Banyak pemicu maraknya kejahatan seksual, di antaranya rentannya ketahanan keluarga dan mudahnya mengakses pornografi. Kecenderungan korban yang kurang mendapat rehabilitasi berpotensi melakukan kejahatan yang sama. Norma hukum belum memberikan efek jera dan efek cegah.
Sebagai upaya pengungkapan, sebagian keluarga tak merasa nyaman atas kasusnya. Kalau dilaporkan pada yang berwajib ada pergeseran istilah dan makna.

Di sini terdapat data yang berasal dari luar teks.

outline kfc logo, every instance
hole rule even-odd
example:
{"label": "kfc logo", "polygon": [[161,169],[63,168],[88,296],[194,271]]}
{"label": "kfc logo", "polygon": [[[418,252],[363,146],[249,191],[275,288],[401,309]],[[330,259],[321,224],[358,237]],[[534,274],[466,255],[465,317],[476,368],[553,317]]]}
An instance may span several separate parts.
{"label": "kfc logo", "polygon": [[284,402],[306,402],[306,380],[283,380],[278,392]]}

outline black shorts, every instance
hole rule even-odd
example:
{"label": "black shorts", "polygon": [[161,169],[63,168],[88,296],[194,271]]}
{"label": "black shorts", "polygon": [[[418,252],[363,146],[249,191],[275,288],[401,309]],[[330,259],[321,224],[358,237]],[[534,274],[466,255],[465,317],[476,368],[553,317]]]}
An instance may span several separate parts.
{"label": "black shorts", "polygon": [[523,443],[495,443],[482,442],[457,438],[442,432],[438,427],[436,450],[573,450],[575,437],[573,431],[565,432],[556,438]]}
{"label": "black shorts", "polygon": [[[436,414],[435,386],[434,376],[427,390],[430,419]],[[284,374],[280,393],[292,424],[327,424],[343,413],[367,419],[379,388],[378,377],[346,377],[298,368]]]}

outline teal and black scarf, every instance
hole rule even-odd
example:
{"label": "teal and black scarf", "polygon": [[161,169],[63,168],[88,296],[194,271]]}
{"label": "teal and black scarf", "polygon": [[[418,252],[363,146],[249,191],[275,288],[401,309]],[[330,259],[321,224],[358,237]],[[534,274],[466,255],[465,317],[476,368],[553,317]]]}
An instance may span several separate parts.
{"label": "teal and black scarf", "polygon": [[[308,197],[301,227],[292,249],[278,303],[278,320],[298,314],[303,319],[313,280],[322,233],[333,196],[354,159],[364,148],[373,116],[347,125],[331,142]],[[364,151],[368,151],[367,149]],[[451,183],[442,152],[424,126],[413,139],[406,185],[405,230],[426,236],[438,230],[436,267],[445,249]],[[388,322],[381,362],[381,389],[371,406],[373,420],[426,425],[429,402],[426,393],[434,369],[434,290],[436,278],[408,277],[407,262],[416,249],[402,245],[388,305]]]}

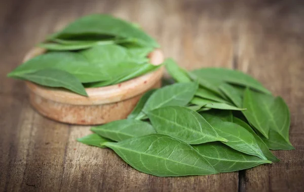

Gagasan yang besar, kejahatan yang serius harus diatasi dengan intervensi yang serius. Optimalisasi sistem perlindungan anak terkait norma, SDM, kelembagaan, mekanisme, layanan, rehabilitasi, dan lain-lain, tidak dilaksanakan dengan baik. Masalah akan hilang dengan jalan penyelesaian keluarga, misalnya dengan memberi uang dan pulang kampung.
Sosialisasi ini diselenggarakan oleh Kementerian Agama, Dirjen Bimas Buddha, pada tanggal 3 Mei 2016, bertempat di Allium Hotel Tangerang, Jl.Benteng Betawi No.88 Tangerang, Banten.
Acara sosialisasi ini diikuti sekitar 150 orang perwakilan dari berbagai institusi terkait dengan Agama Buddha dari seluruh Indonesia, antara lain dari Majelis Agama Buddha, penyuluh Agama Buddha, PNS dan non PNS, serta tokoh-tokoh Agama Buddha.